Although the table is entirely from the higher-rated player’s perspective, the fifth column is telling you what happens when the lower-rated player wins. (Of course a loss 0-2 for the higher-rated player is a 2-0 win for the lower one!) So if you can mentally flip the last one and stack it on the one next to it, you’ll have the picture for lower-rated players as well. Here’s a visualization of the percentage of matches won 2-0 graphed against the difference [winner rating] - [loser rating]. Minus some noise around the edges (where sample sizes are smaller) the correlation seems to be quite pleasingly linear.

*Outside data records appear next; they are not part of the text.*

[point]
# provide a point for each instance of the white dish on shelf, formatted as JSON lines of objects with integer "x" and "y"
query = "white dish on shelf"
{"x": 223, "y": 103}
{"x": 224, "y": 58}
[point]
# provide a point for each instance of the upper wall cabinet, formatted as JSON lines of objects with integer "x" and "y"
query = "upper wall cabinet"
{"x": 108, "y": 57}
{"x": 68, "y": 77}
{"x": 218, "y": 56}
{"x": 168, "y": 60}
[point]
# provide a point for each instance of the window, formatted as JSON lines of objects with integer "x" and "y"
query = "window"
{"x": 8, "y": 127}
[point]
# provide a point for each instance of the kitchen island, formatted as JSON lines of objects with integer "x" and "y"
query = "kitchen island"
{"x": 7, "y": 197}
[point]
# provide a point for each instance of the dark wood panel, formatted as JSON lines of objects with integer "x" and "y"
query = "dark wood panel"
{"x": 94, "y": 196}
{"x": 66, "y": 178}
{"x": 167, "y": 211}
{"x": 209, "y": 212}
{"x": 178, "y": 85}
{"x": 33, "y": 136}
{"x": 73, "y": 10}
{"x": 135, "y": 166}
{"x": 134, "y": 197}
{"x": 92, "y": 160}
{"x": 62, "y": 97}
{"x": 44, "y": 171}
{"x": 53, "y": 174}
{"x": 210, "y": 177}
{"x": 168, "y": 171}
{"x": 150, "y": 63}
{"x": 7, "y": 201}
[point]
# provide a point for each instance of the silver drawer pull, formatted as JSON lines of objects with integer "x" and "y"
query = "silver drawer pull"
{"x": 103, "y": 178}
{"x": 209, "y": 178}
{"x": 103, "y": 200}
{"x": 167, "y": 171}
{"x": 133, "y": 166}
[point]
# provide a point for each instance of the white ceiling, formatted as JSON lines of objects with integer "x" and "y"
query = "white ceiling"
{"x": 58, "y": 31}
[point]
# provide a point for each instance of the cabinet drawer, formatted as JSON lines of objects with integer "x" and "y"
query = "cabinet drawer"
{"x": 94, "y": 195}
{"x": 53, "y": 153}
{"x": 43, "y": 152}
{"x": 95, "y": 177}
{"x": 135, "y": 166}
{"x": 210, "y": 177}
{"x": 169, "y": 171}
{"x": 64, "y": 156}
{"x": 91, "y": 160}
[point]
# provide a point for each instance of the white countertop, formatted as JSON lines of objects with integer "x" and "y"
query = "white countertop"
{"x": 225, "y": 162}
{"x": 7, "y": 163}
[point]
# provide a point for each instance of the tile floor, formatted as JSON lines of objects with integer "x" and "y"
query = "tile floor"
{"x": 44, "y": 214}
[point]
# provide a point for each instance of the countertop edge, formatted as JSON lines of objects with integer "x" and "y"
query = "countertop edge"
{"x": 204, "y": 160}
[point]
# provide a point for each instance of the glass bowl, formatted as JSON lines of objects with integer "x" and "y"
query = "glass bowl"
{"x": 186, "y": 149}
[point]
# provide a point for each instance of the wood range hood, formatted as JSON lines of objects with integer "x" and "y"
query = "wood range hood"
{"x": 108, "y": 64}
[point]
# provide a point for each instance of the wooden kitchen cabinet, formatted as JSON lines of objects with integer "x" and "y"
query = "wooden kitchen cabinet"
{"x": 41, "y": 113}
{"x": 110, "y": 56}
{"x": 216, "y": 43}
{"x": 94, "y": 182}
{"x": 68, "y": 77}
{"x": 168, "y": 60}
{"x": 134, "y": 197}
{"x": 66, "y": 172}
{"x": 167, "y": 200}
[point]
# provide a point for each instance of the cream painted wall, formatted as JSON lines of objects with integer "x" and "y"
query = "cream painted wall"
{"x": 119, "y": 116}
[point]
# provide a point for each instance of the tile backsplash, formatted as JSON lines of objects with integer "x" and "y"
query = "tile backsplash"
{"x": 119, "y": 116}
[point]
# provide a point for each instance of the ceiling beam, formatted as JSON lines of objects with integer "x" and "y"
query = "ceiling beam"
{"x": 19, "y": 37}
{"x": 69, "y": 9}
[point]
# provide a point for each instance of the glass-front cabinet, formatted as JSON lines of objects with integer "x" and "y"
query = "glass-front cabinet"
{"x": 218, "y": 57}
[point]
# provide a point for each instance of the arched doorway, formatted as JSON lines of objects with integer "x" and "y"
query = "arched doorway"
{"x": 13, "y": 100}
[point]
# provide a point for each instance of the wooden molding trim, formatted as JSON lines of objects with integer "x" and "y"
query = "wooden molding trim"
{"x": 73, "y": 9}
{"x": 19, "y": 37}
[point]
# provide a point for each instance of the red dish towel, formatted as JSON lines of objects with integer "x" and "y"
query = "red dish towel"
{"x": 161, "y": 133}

The win percentage of the higher-rated player basically increases until we hit the wall in the high 60s. This is in line with the analysis I did when examining the K-constant for our rating scheme in a blog post from 2017. It’s a relief to see that the work I did then, at a time when I didn’t have 100% of the old data curated, can still be more or less replicated.
Where is the 52.22% number from the previous table? Remember that the first table looked at each match without singling out the higher-rated player. (And yeah, a couple of matches with elo difference exactly 0 or greater than 750 were lost, though just a few.) If you take a weighted average of the 53.84% and 50.18% numbers from the “total” row, you recover the 52.22% from before. Try throwing .5580 × .5384 + (1 - .5580) × .5018 into a calculator.
I saw a similar pattern when slicing the data in different ways—in blocks of 25, for example. Not surprisingly, the effect is also there when looking at events by format or by event type. For example, here’s the limited-only data, stratified by rating diff.

limited	rating interval	total matches	higher rated player win%	ℙ(2-0 \| win) (% of higher rated player wins that were 2-0)	ℙ(0-2 \| loss) (% of higher rated player losses that were 0-2)
	(0, 50]	087328	50.97%	54.25%	52.97%
	(50, 100]	077713	53.35%	54.70%	52.60%
	(100, 150]	064008	55.34%	54.97%	52.16%
	(150, 200]	049934	57.34%	56.22%	51.48%
	(200, 250]	036673	59.33%	55.97%	50.49%
	(250, 300]	026536	60.97%	57.74%	49.07%
	(300, 350]	017914	62.07%	57.70%	49.89%
	(350, 400]	011743	64.10%	58.64%	48.98%
	(400, 450]	007315	65.76%	58.17%	48.90%
	(450, 500]	004218	66.71%	57.32%	48.72%
	(500, 550]	002330	68.03%	59.05%	48.59%
	(550, 600]	001142	67.78%	57.88%	45.38%
	(600, 650]	000569	66.61%	64.91%	51.58%
	(650, 700]	000261	65.52%	59.06%	46.67%
	(700, 750]	000092	71.74%	62.12%	38.46%
	total	387776	56.01%	55.67%	51.76%

Thanks again Julian for the question! I’d be more than happy to continue the discussion (on the patrons-only Discord, maybe?) and run more numbers for future installments.